We were so lucky.   6th May was hot and sunny with clear views over the north of Dartmoor.  14  walkers left the car park by the house that used to be the Rising Sun pub, on the old A30 near South Zeal.    The first stop was the chimney which had served Ramsley Mine until the early 20th century.  The stack was damaged by a storm in 1998 and repaired by the Parish Council.   During its heyday the mine had several shafts said to be up to 170 fathoms deep.

 

Ramsley mine chimney. Photo: Val Barns

Ramsley mine chimney. Photo: Val Barns

 

After a few hundred yards along the road, we took the packhorse track from Prospect towards the open moor.   This runs for 5.5 miles to Hangingstone Hill and was used for access to peat cutting areas.   The peat was sold at peat markets in towns to the north of South Zeal including Hatherleigh and North Tawton.

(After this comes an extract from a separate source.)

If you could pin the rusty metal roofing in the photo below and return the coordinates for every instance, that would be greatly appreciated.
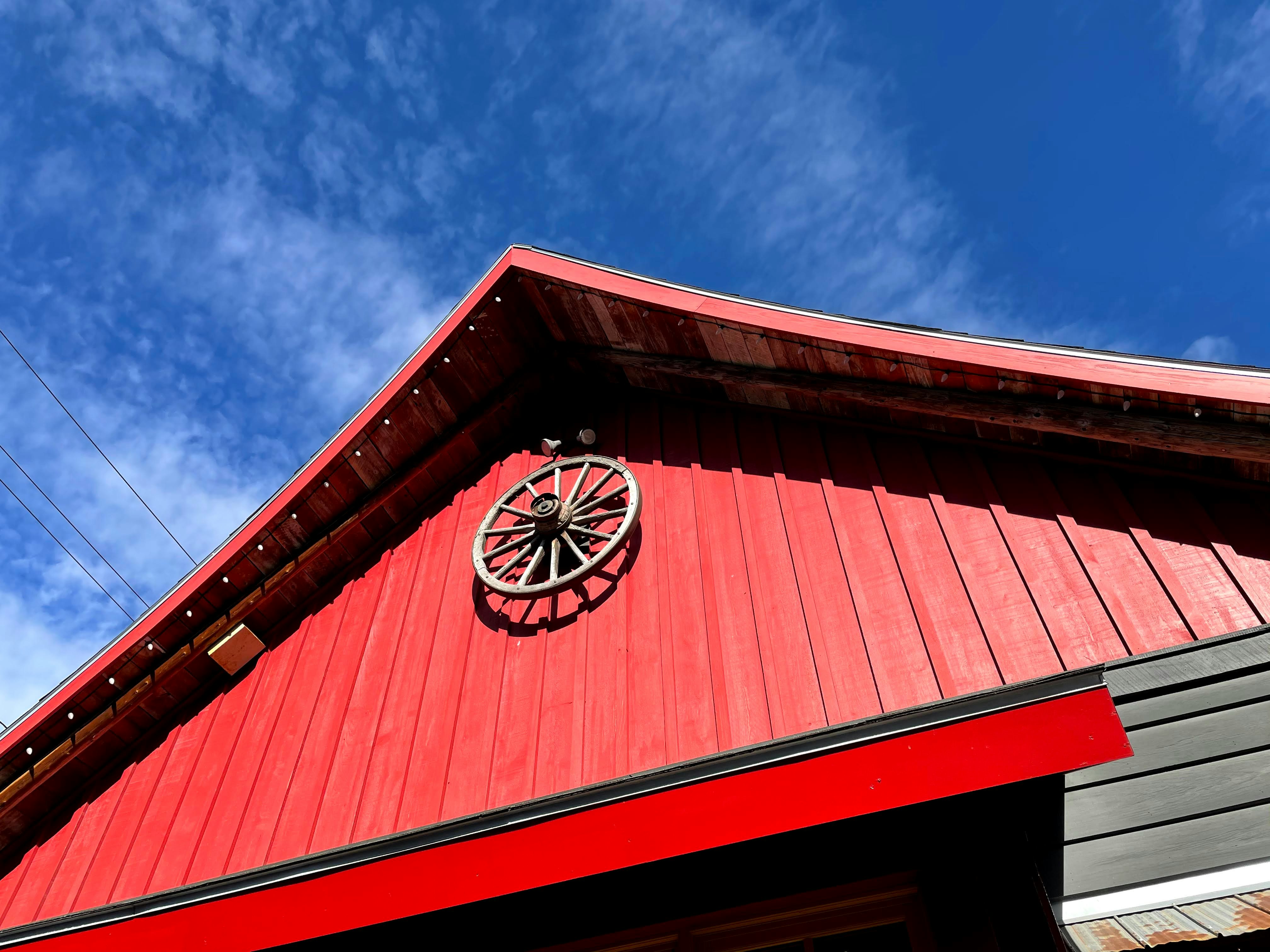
(1191, 922)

The track winds its way onto the open moor between fields enclosed in the 19th century by farmers and miners from South Zeal; they ran into dispute with the landowner, the Duchy of Cornwall.   Some of the fields are now Access Land, but others are still in use.

After a hot climb to the open moor we arrived at the triple stone row and double cist, known as “the Cemetery”.   It is almost 150 m long from the double cist and there is a large stone (probably a blocking stone) 30 metres further on.   Some of the taller stones, nearest to the cist, were re-erected when the site was investigated by the Dartmoor Exploration Committee in 1886.

 

The Cemetery - Cosdon triple stone row. Photo: David Turrell

The Cemetery – Cosdon triple stone row. Photo: David Turrell

 

Half an hour of contouring and climbing brought us to the summit of Cosdon with its very large hilltop cairn, visible from much of the north moor.  Lunch was taken in the sunshine, with views to north Devon and Cornwall, Yes Tor and other tors to the west and south.   The area around Cosdon cairn was surveyed by the Dartmoor Preservation Association survey team a few years ago.    Close by is a ring cairn over 20 metres in diameter, although now only half a metre or so high and within a couple of hundred metres are a smaller ring cairn, and a very small cairn as well as another large cairn (very easy to see as it is on the most used track).

 

Ramsley Common. Photo: David Turrell

Ramsley Common. Photo: David Turrell

 

The return journey, almost all downhill, went north from the summit to where the leat from Small Brook leaves the moor, then down more old-established farm and mining tracks, and finally through Pixie’s Moor, an area of wet, enclosed but not farmed land, now given over to wildlife.   Finally, up and over Ramsley again, passing mining spoil heaps and remains.